Se Ramses non avesse lanciato costantemente il proprio cocchio nella lotta, trascinandosi dietro gli altri carri, difficilmente sarebbe sopravvissuto al disastro che si stava profilando. E almeno in ciò va spezzata una lancia in suo favore, ammettendo che egli seppe far fronte a una situazione disperata reagendo prontamente. D’altro canto ciò fu abbondantemente concesso dagli errori commessi dal suo antagonista, che si rivelò più comandante da tavolino che non animale da battaglia. Pur avendo diretto con molta abilità le azioni della sua cavalleria, Muwatalli infatti non fu in grado né di prevedere l’arrivo delle truppe d’assalto egizie, né – e questo fu l’errore imperdonabile – di arginare i suoi uomini quando si abbandonarono al saccheggio prima di avere avuto la vittoria in pugno.
Di fatto la sua assenza fisica dallo scontro ebbe un peso notevole, che tuttavia non gli impedì di prendere la decisione giusta nel momento cruciale della battaglia, in cui rinunciò a impiegare la fanteria a sua disposizione quando si accorse che i suoi carri erano ormai in rotta.
Sebbene Muwatalli potesse contare su una superiorità di carri, 3.500 contro i 2.500 di Ramses, scontava al contrario una desolante inferiorità di fanti: 8.000 contro 20.000. Le gravissime perdite subite dalla cavalleria devono averlo consigliato giustamente a non rischiare e a impiegare molto più fruttuosamente quel contingente nella difesa della rocca di Qadesh.
Con buona pace di coloro, che attribuirono la sua ritrosia al terrore che gli avrebbe infuso Ramses nel corso della battaglia, rivelandosi come incarnazione di Baal che, incurante delle frecce e dei giavellotti, seminava la morte e il caos in tutto il campo. Al contrario, il redivivo dio fu ben contento di ricevere la proposta di armistizio che Muwatalli gli consegnò all’indomani della battaglia.
Che quella pace fosse una fortuna più per gli egizi che non per gli ittiti lo dimostrarono i fatti immediatamente successivi, che misero in evidenza quanto il fallimento di Ramses fosse rilevante anche in ambito strategico. Egli infatti non solo non riuscì a indurre a più miti consigli il nemico, fallendo nel suo proposito di sottrarre agli avversari sia Amurru che Qadesh, ma addirittura dovette subire l’iniziativa degli ittiti, che riuscirono ad allargare la propria influenza fino a Damasco, compromettendo le mire egizie in territorio asiatico e modificando nei fatti il confine a proprio vantaggio.
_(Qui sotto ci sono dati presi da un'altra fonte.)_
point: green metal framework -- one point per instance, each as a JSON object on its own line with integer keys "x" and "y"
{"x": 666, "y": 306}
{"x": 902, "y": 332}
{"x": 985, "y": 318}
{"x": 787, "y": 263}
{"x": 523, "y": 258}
Al contrario, mentre Muwatalli destituiva il principe di Amurru, Benteshina, ponendo su quel trono il più compiacente Shapili, con il quale di fatto cancellava la provincia egizia di Upi, Ramses aveva il suo bel da fare nel contrastare le alzate di testa dei riottosi popoli confinanti, ringalluzziti dalla perdita di prestigio subita a Qadesh.
Guerre di mantenimento
I due anni successivi furono impiegati nel sedare le ribellioni a oriente del delta, dove gli israeliti irrequieti tentavano di scrollarsi un giogo al quale non si erano mai assuefatti e i beduini compivano razzie nei villaggi di confine. A occidente la situazione non era certo più rosea, considerato come i libici non avessero atteso che un cenno di debolezza per razziare bestiame e devastare le città.
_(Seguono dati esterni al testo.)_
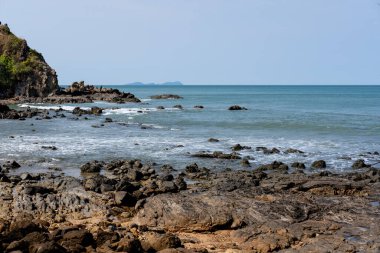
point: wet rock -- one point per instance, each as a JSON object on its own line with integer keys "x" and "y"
{"x": 268, "y": 151}
{"x": 123, "y": 198}
{"x": 218, "y": 155}
{"x": 239, "y": 147}
{"x": 359, "y": 164}
{"x": 298, "y": 165}
{"x": 245, "y": 162}
{"x": 319, "y": 164}
{"x": 273, "y": 166}
{"x": 152, "y": 241}
{"x": 92, "y": 167}
{"x": 293, "y": 151}
{"x": 166, "y": 96}
{"x": 49, "y": 147}
{"x": 236, "y": 108}
{"x": 11, "y": 165}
Per fronteggiare queste minacce, soprattutto quelle occidentali, Ramses fu indotto a costruire una serie di fortezze costiere, da Rakotis a Marsa Matruth, con l’intento di controllare e possibilmente contenere gli spostamenti delle tribù nomadi. Quando poté di nuovo dedicarsi alla Siria, nel frattempo trasformata in un vero e proprio baluardo antiegizio, era ormai giunto al settimo anno del suo regno. Nella prima delle numerose campagne che egli intraprese nell’area si dovette confrontare con i nuovi regni locali di Moab ed Edom-Seir, da tempo legati a doppio filo con gli ittiti, oltre alle bande di guerrieri Shosu dedite a frequenti incursioni in Canaan. Per averne ragione, Ramses ricorse a un’incursione in cui sdoppiò il proprio esercito in due tronconi, con l’intento di adottare una manovra a tenaglia.
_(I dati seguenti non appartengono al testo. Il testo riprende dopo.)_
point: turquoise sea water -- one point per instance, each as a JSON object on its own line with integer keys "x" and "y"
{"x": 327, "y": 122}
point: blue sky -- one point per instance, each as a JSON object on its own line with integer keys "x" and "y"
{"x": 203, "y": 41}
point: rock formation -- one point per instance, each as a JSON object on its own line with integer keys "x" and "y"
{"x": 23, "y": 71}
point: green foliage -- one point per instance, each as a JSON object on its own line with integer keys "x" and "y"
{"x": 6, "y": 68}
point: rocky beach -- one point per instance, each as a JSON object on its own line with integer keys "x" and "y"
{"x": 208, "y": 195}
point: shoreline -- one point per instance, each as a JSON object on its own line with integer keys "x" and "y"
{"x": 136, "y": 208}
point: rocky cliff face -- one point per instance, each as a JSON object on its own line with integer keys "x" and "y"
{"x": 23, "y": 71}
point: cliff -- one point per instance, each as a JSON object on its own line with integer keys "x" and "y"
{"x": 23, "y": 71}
Un corpo d’armata, comandato dal figlio Amonherkhepeshef, si lanciò alla caccia degli Shosu attraverso il Negev sino al mar Morto, nei pressi del quale prese Edom-Seir per poi avanzare in Moab fino a Raba Batora. Contemporaneamente Ramses marciava su Gerusalemme e Gerico, entrava in Moab da nord, prendeva Dibon e si ricongiungeva infine con il figlio. I due eserciti marciarono poi uniti su Hesbon e Damasco, attraverso il Paese di Ammon, giungendo a impadronirsi di Kumidi. Al termine della spedizione, finalmente vittoriosa, gli egizi riuscirono quindi a ripristinare la provincia di Upi e ad affacciarsi di nuovo prepotentemente nella zona.
Lo slancio determinato da quel successo fu consolidato l’anno successivo, nella seconda campagna che vide il rafforzamento delle posizioni siriane. Ramses superò i monti della Galilea e occupò Acri; da lì risalì verso nord lungo la costa, assicurandosi durante il passaggio la fedeltà di Tiro, Sidone, Byblos, Irqata e Simyra, a nord del Nahr el-Kelb. Giunse fino a Dapur, dove si concedette alla vanità di erigere una statua che lo effigiasse e infine raggiunse addirittura Tunip, un luogo in cui da almeno centoventi anni nessun egizio aveva osato mettere piede.
Tanta libertà di manovra fu il frutto, oltre che della caparbietà del faraone, delle ambasce nelle quali in quel frangente versava il rivale ittita, alle prese con la crescente pressione esercitata sulle sue frontiere dal regno d’Assiria.
Il suo sovrano, Adad-Nirari I, aveva infatti sottomesso Hanigalbat, ossia il centro del regno di Mitanni tra il Tigri e l’Eufrate fino a quel momento fedele a Muwatalli, e minacciava prepotentemente le frontiere dello Stato ittita attraverso una spinta espansionistica che si sarebbe protratta anche sotto il successivo monarca Salmanassar I.
Gli ittiti, insidiati a oriente, assistettero praticamente impotenti allo sfaldamento delle loro posizioni in Siria, dove sotto l’avanzata dirompente degli egizi Benteshina ritornava sul trono mentre anche in Naharina perdevano terreno.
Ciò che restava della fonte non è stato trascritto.